Kicking the Can(ister)
When I married, I got a wooden set with roosters embossed on the side. They served well until I entered my antique collecting phase. One by one, I acquired a set of the original, bluish canning jars with wire, swing-top bails. I even found the half-pint size, though it cost me dearly. The set added an authentic touch to my farm kitchen, but was the devil to open and close. They became my dried bean and split pea containers.
When the farmhouse burned in 2001, the set of Ball jars were packed away and sent to the barn for storage—I suspect with the contents still intact.
I replaced them with a folksy, metal set (shown below), that accented my new farmhouse motif, but took up far too much space. I relegated them to a shelf over the stove and went out into the world in search of the perfect canister set.
Today I have glass canisters, that I can see through. Never again will I open a canister and find 3/4 cup of flour, when I needed 2-1/2 cups. I got the various size containers some years ago at the Container Store. Each has a tight-fitting, screw lid, that’s flat, allowing me to stack a small something atop, if need be.
Costly, but Elegant Canisters
This year during Covid boredom, I went on line to see what’s de rigueur in kitchen accessories. I found a set of three, lovely designer pieces by Jan Barboglio for $250. Another three-piece set was fashioned of red glass with metal chicken-shaped knobs. Williams Sonoma offered a spiffy black and white checkered model with gold trim, also in the $250 range.

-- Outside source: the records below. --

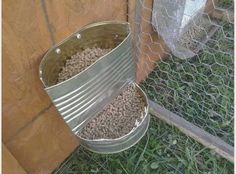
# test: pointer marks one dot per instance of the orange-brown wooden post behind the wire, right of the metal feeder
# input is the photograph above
(149, 46)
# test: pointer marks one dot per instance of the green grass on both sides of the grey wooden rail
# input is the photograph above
(199, 89)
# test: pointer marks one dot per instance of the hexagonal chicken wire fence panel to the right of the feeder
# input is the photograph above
(193, 73)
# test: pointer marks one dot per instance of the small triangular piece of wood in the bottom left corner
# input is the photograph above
(9, 164)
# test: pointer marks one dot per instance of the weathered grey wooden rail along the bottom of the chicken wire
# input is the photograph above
(223, 149)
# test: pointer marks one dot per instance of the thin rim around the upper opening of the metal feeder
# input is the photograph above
(75, 35)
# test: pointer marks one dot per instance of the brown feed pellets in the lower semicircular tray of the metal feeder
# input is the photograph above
(118, 118)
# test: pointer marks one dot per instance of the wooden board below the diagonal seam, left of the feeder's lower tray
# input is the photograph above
(44, 144)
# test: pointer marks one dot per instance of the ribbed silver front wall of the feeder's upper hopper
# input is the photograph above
(92, 89)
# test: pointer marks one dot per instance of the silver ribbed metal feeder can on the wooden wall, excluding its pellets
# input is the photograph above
(81, 97)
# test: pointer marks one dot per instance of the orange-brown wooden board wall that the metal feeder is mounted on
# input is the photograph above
(33, 131)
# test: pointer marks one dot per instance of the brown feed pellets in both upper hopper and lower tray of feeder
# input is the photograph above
(119, 117)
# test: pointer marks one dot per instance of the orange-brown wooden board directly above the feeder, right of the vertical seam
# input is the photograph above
(67, 16)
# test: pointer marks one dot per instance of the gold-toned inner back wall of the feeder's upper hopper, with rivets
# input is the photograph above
(102, 35)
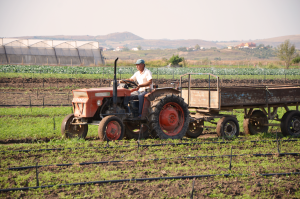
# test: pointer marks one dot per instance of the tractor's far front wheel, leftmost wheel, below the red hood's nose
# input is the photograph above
(72, 131)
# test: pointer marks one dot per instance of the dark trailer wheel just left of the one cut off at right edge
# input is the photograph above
(255, 124)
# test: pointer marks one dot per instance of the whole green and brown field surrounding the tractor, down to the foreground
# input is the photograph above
(27, 131)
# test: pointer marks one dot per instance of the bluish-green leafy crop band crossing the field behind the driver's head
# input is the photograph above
(155, 71)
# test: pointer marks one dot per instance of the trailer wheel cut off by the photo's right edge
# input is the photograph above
(290, 124)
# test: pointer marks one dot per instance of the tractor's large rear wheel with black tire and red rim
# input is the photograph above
(169, 117)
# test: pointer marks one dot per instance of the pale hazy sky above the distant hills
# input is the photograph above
(212, 20)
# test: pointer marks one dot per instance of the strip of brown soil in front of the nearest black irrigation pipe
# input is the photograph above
(203, 188)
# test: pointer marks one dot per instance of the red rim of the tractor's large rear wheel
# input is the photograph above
(171, 118)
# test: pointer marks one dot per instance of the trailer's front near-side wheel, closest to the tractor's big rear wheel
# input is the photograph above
(228, 126)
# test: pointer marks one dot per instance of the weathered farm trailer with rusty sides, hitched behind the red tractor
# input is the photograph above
(260, 104)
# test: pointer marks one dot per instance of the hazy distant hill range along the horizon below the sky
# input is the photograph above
(131, 40)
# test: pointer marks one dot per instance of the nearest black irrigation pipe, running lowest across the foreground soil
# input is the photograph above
(146, 179)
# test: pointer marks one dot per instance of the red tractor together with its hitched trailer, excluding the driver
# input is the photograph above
(172, 113)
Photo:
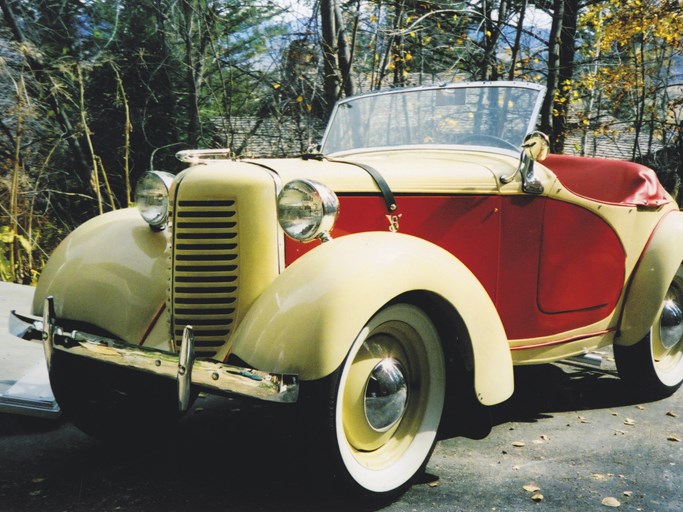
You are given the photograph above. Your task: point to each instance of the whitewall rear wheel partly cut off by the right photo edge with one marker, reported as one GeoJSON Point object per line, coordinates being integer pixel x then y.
{"type": "Point", "coordinates": [654, 365]}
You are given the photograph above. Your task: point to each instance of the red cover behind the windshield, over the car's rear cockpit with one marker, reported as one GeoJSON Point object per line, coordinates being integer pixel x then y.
{"type": "Point", "coordinates": [608, 181]}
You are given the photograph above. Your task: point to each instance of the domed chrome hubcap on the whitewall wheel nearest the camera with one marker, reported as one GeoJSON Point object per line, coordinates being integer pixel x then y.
{"type": "Point", "coordinates": [386, 395]}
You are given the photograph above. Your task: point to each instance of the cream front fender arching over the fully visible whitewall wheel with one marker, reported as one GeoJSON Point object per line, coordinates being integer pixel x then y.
{"type": "Point", "coordinates": [307, 320]}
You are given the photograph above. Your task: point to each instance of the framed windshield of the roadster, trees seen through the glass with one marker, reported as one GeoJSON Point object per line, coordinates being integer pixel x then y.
{"type": "Point", "coordinates": [493, 114]}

Not All Canisters Are Equal
But it was the old British canister labels that sent me into culinary culture shock. There was: Oatmeal, Barley, Lentils, Peel, Bread Crumbs, and Moist Sugar. Moist Sugar???
I turned to Siri on that one. She paused before replying, “What the $#@&^ are you talking about?” I was embarrassed to summons her again. So I scoured Google and found that Moist Sugar is a 17th century term for unrefined, or partially refined, sugar.
A Fun Touch
Rather than indulge in any of the costly online offerings, I took an imaginative step. It was completely unnecessary, but I did it anyway. I applied a nicely scripted decal to each of my glass jars. In addition to Flour and Sugar, I now have a label for Kosher Salt, Pasta, Lentils, and Brown Sugar. (The decal set came with dozens of other labels I might be tempted to use sometime—though, sadly, Moist Sugar is not among them.)
Today I can both see and read the contents in my glass jars. (But I do get mildly irritated when family members, who frequent the farm, disregard my labeling, and position the canisters any which way.)
A Merry, New Look
Even so, I love my two, make-shift glass sets. I tell myself that kitchen staples look, taste, and keep better in glass. With transparency back in vogue, glass containers are the perfect kitchen companion.
Whatever containers you choose (or why), there’s nothing that brightens your counter top and encourages baking more than a new, or upgraded, canister set.